I doubt very much is that is true.

It is not really that there is a "subdued demand for loans", but that banks have been "under pressure to curb their lending". The "chief pressure" is simply that interest rates are low.

At low interest rates, the bank profit margin on bank loans is rather small, and it would take only a relatively small percentage of non-performing loans, to ensure that the bank makes no money from the loan business at all. That being the case, the risk criteria which banks use for the issuing of loans to consumers and business have been tightened up a lot.

Furthermore, most governments have imposed higher capital adequacy requirements and bank charge ceilings on banks, plus much stricter statutory loan qualifications on borrowers, which mostly have to do with the borrowers' ability to repay. For every credit operation, banks now have higher administration costs and more legal requirements as well.

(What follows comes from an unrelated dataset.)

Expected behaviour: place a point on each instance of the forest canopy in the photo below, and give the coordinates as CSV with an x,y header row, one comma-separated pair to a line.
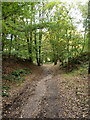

All of that has the effect that it becomes much more difficult to get a loan, if you want one. The business sector which is most affected by this predicament is that of small and medium-sized business, since large corporations can usually issue their own debt. Yet it it the small and medium-sized business sector which proportionally provides most of the paid jobs.

In response to the lacklustre lending-business, banks themselves typically seek to buy assets up and businesses which they think will appreciate greatly in value. As regards securities, however, the margins are hardly spectacular in most cases, and the state typically restricts the ability of banks to make speculative investments. Ultimately therefore, it is still the real profitability of ordinary business establishments which strongly determines the overall, longterm outcomes for aggregate economic activity.

What Gillian Tett is really alluding to, is that even well-protected and secure investors have become very conservative, in a situation where relatively small fluctuations in key economic indicators can have huge financial consequences and destabilize whole countries. Trillions of dollars are now invested at a negative return in real terms, even.

For that very reason though, it becomes more likely that extra-economic (socio-political) events could touch off the kind of financial panic that causes a new slump. Even if there is no disturbance or panic though, the incremental effect of debt growth which is much faster than GDP growth is to increase socio-economic inequality and social tensions, and increase the financial vulnerability of societies.